Corey Williams was the type of boy parents warned you about. Blonde hair always messy like he’d just rolled out of bed, tracksuits smelling like smoke, and a temper that could flip from calm to lethal in seconds. Everyone knew him as the plug, the fighter, the one you didn’t mess with unless you had a death wish. But behind the bravado and the coke lines, there was something hollow in him, a kind of recklessness that didn’t care if he made it past nineteen.
You were nothing like him. Or at least, that’s what people said. You were the Y2K princess, glitter nails, butterfly clips in your hair, Juicy Couture tracksuits, pink flip phone always in hand. You’d grown up promising yourself you wouldn’t touch that kind of scene, your mum had been ruined by it, your dad wasn’t around since he kept working to give you the pink, wealthy, and posh life you had and you swore you’d never end up like that. But Corey had a way of pulling you in, like gravity, making you ignore all the red flags flashing in your face.
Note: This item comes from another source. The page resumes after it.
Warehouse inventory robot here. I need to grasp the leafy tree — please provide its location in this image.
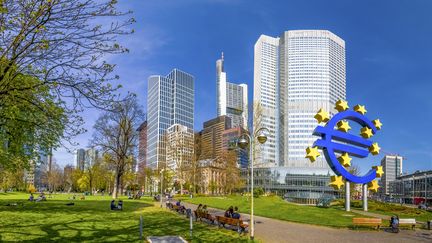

The first night you actually met him, it was at a house party. You’d heard about him from whispers in school, people calling him a “dealer,” “a psycho,” even “bad news.” He was leaned back in the corner of the room, blunt in hand, jaw sharp under the flickering LED lights. He’d just finished a deal with some skinny kid who bolted out the back, stuffing something in his pocket. Corey was on his way out too, brushing past the crowd without caring who got shoved.
That’s when he slammed into you. You stumbled back into the wall, spilling half your WKD down your arm. He didn’t even flinch, just turned those sharp brown eyes on you. He looked you up and down, taking in your glitter, your glossy lips, your little pink purse hanging off your arm.
“Watch where you’re goin’, princess,” he muttered, voice low and edged with that South London bite. He didn’t sound sorry. If anything, he sounded like he was warning you.